Vero konnte ebenfalls nicht schlafen, weil die Bauchschmerzen mittlerweile von Durchfall und Kotzerei ergänzt wurden und sie damit beschäftigt war, aufs Klo zu rennen, unsere Notfalltabletten zu essen und unsere gesamten Wasservorräte leer zu trinken. Dennoch entschieden wir uns am nächsten Morgen, nach Casablanca weiterzufahren. Eigentlich wollten wir uns in Rabat noch die römischen Ruinen anschauen, doch Vero wollte nur so schnell wie möglich wieder in ein Bett.
Bevor es los zum Bahnhof ging wollten wir aber noch in einer Apotheke Durchfalltabletten kaufen und einen neuen Wasservorrat anlegen, was uns leider nur teilweise gelang, weil es in der Gegend um das Hotel keinen einzigen Laden gab der Getränke verkaufte. So mussten wir ohne Wasser die immerhin einstündige Fahrt auf uns nehmen, diesmal wieder in der ersten Klasse.

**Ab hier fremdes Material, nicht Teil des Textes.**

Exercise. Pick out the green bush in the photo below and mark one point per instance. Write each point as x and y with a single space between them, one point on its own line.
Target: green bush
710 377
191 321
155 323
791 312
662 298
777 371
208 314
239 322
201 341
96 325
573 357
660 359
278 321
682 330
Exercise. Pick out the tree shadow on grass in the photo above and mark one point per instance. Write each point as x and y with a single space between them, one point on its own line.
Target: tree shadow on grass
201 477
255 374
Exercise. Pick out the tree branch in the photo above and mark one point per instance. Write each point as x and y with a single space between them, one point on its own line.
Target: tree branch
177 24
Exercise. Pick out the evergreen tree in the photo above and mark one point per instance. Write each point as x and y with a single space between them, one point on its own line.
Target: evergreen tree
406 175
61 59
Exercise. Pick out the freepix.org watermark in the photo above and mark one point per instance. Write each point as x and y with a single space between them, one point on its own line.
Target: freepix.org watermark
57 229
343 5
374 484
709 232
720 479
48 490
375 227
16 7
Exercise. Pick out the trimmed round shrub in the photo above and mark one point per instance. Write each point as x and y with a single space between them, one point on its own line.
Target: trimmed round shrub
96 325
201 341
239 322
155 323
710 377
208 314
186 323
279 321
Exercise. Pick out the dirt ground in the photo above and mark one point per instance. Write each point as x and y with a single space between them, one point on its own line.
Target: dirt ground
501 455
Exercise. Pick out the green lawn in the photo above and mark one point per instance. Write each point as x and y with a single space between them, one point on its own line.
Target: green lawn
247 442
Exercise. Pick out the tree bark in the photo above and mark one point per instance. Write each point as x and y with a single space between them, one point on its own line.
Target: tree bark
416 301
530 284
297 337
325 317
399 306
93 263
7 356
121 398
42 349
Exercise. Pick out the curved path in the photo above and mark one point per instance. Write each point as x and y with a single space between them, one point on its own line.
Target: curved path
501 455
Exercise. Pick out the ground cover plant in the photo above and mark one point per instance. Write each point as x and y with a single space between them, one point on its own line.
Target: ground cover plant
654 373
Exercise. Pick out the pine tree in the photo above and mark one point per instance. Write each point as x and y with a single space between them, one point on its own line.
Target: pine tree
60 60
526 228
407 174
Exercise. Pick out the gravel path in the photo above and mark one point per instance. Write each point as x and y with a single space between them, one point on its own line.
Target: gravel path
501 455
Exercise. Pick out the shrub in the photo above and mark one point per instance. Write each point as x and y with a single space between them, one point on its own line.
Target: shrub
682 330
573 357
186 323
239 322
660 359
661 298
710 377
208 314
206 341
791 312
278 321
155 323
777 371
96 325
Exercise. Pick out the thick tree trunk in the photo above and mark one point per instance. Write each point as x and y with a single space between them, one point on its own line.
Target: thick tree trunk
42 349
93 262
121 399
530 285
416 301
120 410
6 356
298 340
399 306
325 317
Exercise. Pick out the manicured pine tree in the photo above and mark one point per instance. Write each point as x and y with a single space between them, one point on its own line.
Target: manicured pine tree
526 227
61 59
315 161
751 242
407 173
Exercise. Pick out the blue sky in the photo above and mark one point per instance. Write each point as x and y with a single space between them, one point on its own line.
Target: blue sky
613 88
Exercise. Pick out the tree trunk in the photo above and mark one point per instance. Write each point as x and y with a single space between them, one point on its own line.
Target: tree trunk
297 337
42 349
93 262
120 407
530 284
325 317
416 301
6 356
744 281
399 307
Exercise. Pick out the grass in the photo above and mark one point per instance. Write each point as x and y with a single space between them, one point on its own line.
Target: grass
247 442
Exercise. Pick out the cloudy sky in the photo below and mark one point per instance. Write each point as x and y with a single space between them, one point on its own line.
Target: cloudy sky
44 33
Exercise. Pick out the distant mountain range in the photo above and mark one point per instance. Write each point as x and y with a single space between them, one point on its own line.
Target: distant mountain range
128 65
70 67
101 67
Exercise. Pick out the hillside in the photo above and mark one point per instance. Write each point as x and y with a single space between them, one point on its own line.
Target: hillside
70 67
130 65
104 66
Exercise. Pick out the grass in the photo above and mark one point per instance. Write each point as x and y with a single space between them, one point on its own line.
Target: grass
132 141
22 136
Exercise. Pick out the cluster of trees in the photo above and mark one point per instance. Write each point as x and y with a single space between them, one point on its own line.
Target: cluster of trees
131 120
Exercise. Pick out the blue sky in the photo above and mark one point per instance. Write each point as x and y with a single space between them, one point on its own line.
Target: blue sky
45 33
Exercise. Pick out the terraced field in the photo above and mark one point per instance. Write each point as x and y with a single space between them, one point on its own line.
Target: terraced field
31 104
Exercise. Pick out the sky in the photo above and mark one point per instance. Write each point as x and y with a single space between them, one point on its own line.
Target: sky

In Casablanca angekommen ließen wir uns mit dem Taxi zum Hotel fahren, dieses Mal ohne Probleme mit dem sorgfältig ausgewählten Fahrer – es hatte etwas gedauert bis wir am Bahnhof ein Taxi fanden, das nicht 30 GELD für die Fahrt wollte.
Unsere erste Tat in Casa, wie die Leute hier ihre Stadt liebevoll nannten, war Essensbeschaffung. Hierfür gingen wir zum Markt, da wir nach Fragen an der Hotelrezeption erfuhren, dass es auch hier keinen Supermarkt gab. Nach längerem Suchen auf dem Fressmarkt fanden wir endlich was wir suchten: einen Laden der die vielfach in der Werbung angepriesene Shurbet Knurr verkaufte. Nach einem intensiven Beratungsgespräch mit dem Verkäufer entschieden wir uns für Knurr Harira und Knurr Spargelcremesuppe.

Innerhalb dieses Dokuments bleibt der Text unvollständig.